A self-taught artist, Asins co-founded the Cooperativa de Producción Artística y Artesana, a group parallel to abstract expressionism linked to the avant-garde current of constructivism. In 1969, Asins became a member of the Centro de Cálculo de la Universidad Complutense de Madrid (Computing Centre of Madrid Complutense University), where she began her research with the computer as an instrument of artistic creation.
Throughout her career, Asins developed a structuralist working method influenced by semiotics, mathematical logic, information theory and concrete poetry. Her monochromatic and geometric works, created from algorithms and numerical series, aimed to create new structures of thought; an autonomous world, far removed from symbolism, based on order and the formal purity of movement. A radical approach to conceptual art that endowed her work with a provocative nature.
This exhibition brings together various works from the series titled Canons, digitally produced drawings that pay homage to the canonical forms of Johann Sebastian Bach, for whom the artist had great admiration. Asins’ passion for music and its temporality played a key role in the development of her works, which, like musical scores, are codified. In these pictorial compositions we can appreciate her obsession with the order in the placement of the notes in the meter, rhythms, silences, repetition and mutation.
Elena Asins (Madrid, 1940 – Azpíroz, Navarra, 2015) was a precursor of conceptual art in Spain and a pioneer in the application of digital art and creation based on algorithms.

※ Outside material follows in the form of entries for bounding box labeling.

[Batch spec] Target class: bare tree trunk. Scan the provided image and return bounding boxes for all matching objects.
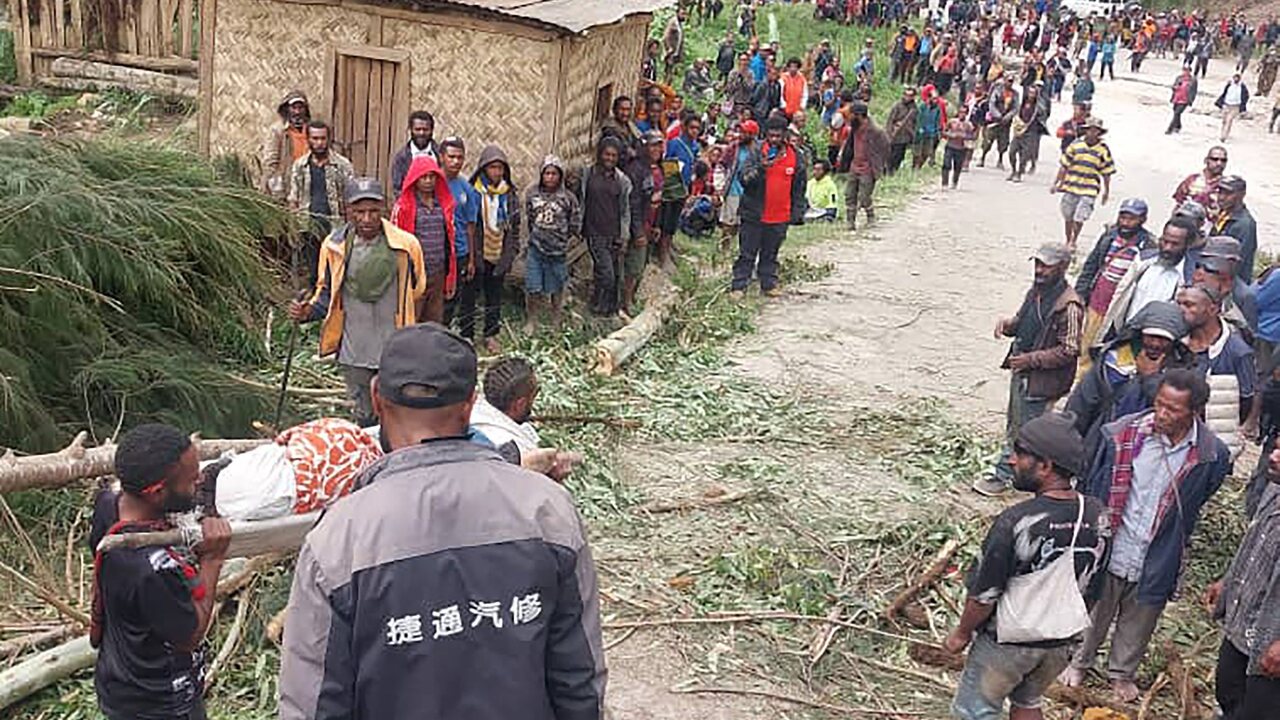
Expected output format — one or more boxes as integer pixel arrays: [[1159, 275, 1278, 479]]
[[0, 432, 271, 493]]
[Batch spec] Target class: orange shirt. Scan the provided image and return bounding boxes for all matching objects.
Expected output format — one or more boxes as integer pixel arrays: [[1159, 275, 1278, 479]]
[[284, 126, 311, 160]]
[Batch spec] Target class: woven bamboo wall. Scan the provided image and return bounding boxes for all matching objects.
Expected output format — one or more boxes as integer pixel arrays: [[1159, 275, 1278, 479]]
[[558, 15, 649, 164], [383, 19, 552, 187], [209, 0, 369, 158]]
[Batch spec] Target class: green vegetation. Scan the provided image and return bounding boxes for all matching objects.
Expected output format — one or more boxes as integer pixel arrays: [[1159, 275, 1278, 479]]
[[0, 138, 290, 451]]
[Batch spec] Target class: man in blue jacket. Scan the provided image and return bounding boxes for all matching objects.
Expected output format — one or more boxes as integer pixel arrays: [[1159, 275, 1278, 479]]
[[1060, 369, 1231, 702]]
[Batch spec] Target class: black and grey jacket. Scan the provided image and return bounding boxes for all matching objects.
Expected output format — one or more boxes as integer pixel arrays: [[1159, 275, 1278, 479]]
[[279, 438, 605, 720]]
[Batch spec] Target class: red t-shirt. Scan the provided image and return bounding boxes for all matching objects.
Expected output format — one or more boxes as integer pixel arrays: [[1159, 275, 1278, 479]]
[[760, 142, 796, 225]]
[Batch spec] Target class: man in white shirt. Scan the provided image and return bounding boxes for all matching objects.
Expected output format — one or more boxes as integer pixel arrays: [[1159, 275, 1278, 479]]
[[1097, 215, 1199, 340], [1215, 73, 1249, 142]]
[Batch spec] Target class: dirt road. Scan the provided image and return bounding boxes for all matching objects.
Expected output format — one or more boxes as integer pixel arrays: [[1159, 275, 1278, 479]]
[[602, 51, 1280, 720], [736, 58, 1280, 430]]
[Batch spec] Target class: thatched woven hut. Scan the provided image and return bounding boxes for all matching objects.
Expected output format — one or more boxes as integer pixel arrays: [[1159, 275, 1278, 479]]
[[200, 0, 672, 189]]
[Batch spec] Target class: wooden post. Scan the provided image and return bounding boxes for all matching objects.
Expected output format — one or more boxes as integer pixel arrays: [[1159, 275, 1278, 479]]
[[178, 0, 193, 57], [9, 0, 35, 85], [188, 0, 218, 155]]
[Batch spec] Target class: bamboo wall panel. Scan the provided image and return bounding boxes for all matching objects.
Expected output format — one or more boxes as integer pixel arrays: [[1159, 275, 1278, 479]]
[[209, 0, 369, 158], [558, 17, 648, 169], [383, 18, 553, 190], [10, 0, 198, 82]]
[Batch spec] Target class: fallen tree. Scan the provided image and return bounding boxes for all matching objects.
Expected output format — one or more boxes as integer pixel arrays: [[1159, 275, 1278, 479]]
[[594, 275, 680, 375], [0, 556, 262, 710], [0, 432, 271, 495], [97, 511, 320, 557], [42, 58, 200, 100]]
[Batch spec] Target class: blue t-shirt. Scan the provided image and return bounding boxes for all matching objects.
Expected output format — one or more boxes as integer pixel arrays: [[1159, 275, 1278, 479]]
[[449, 176, 480, 255]]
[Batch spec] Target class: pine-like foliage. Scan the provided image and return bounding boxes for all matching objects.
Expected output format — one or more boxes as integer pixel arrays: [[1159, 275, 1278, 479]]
[[0, 140, 284, 451]]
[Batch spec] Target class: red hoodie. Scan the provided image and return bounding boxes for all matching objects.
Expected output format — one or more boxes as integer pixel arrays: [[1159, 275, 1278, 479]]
[[392, 155, 458, 297]]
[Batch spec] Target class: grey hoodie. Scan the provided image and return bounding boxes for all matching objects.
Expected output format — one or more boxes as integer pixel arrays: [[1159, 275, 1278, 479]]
[[525, 155, 582, 258]]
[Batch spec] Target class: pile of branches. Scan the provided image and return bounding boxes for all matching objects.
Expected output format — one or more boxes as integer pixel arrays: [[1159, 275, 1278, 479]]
[[0, 138, 285, 451]]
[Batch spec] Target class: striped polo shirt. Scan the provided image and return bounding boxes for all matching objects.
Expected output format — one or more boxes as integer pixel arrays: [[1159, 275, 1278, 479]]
[[1062, 138, 1116, 197]]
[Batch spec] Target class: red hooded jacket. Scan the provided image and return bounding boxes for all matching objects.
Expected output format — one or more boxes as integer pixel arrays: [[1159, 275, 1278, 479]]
[[392, 155, 458, 297]]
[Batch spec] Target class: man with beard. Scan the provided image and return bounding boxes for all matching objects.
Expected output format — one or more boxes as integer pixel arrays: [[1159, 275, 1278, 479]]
[[1005, 85, 1050, 182], [288, 120, 356, 282], [392, 110, 440, 192], [1097, 215, 1199, 340], [840, 100, 890, 231], [90, 424, 230, 720], [600, 95, 641, 163], [1213, 176, 1258, 282], [978, 78, 1018, 170], [1066, 301, 1194, 457], [579, 137, 640, 316], [1206, 440, 1280, 720], [973, 242, 1084, 496], [1059, 369, 1231, 702], [1178, 284, 1261, 459], [943, 413, 1111, 720], [884, 86, 916, 174], [1075, 197, 1152, 373], [289, 178, 427, 428], [262, 90, 311, 201], [1192, 236, 1258, 335], [1174, 145, 1226, 217]]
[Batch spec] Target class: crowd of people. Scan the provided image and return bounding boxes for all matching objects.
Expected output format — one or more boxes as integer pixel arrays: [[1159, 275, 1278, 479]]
[[80, 0, 1280, 720]]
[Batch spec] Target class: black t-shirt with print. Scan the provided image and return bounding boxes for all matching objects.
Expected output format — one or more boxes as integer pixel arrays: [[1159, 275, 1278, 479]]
[[93, 525, 202, 720], [966, 495, 1111, 646]]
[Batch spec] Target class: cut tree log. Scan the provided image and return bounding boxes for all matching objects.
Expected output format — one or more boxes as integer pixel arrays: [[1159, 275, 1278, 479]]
[[41, 58, 200, 100], [594, 275, 680, 375], [884, 538, 960, 621], [31, 47, 200, 77], [0, 635, 97, 710], [0, 557, 262, 710], [97, 511, 320, 557], [0, 432, 271, 493]]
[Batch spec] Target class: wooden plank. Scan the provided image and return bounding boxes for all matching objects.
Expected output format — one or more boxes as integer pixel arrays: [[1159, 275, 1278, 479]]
[[31, 47, 200, 76], [67, 0, 81, 47], [378, 63, 394, 190], [137, 0, 160, 55], [198, 0, 218, 155], [9, 0, 33, 85], [347, 58, 381, 174], [50, 0, 69, 47], [340, 0, 555, 42], [334, 45, 408, 63], [365, 60, 387, 177], [178, 0, 193, 57]]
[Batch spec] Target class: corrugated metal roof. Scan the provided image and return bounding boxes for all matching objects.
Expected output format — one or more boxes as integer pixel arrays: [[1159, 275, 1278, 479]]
[[440, 0, 676, 33]]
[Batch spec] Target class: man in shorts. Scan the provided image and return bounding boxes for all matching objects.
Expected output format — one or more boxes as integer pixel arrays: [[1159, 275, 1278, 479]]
[[1048, 118, 1116, 252]]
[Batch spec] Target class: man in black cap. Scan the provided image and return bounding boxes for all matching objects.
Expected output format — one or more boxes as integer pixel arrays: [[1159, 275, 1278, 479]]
[[280, 323, 605, 720], [1066, 300, 1196, 457], [945, 411, 1111, 720], [840, 100, 890, 229], [1212, 176, 1258, 283], [1192, 236, 1258, 340], [973, 242, 1084, 496], [289, 178, 426, 427]]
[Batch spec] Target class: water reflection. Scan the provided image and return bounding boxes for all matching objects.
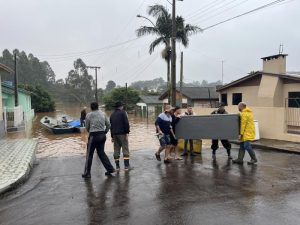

She developed an intense career that culminated with two major awards, the Medalla de Oro al Mérito en las Bellas Artes (2006) and the Premio Nacional de Artes Plásticas (2011), and an anthological exhibition at the Museo Nacional Centro de Arte Reina Sofía that same year. Her work can be found in museums and private and public collections, such as the Museo Nacional Centro de Arte Reina Sofía, Museo de Arte Abstracto de Cuenca, Museo de Bellas Artes de Álava, Instituto Valenciano de Arte Moderno, Museu d’Art Contemporani Vicente Aguilera Cerní de Vilafamés, Banesto Foundation, Unión Fenosa Collection, Museo de Arte Contemporáneo de Alicante or the Museo de Bellas Artes de Bilbao, among others.
Music to be heard inwardly. Painting to be seen inwardly. Invisibility. As blind Bach wrote music, and as deaf Beethoven composed it, as blind Rembrandt painted, so, in prospect rather than in a return to the past, what I propose is to try not to see in order to profoundly see, in a symbolic transfiguration, in the scarce visuality of a world ungraspable by the senses.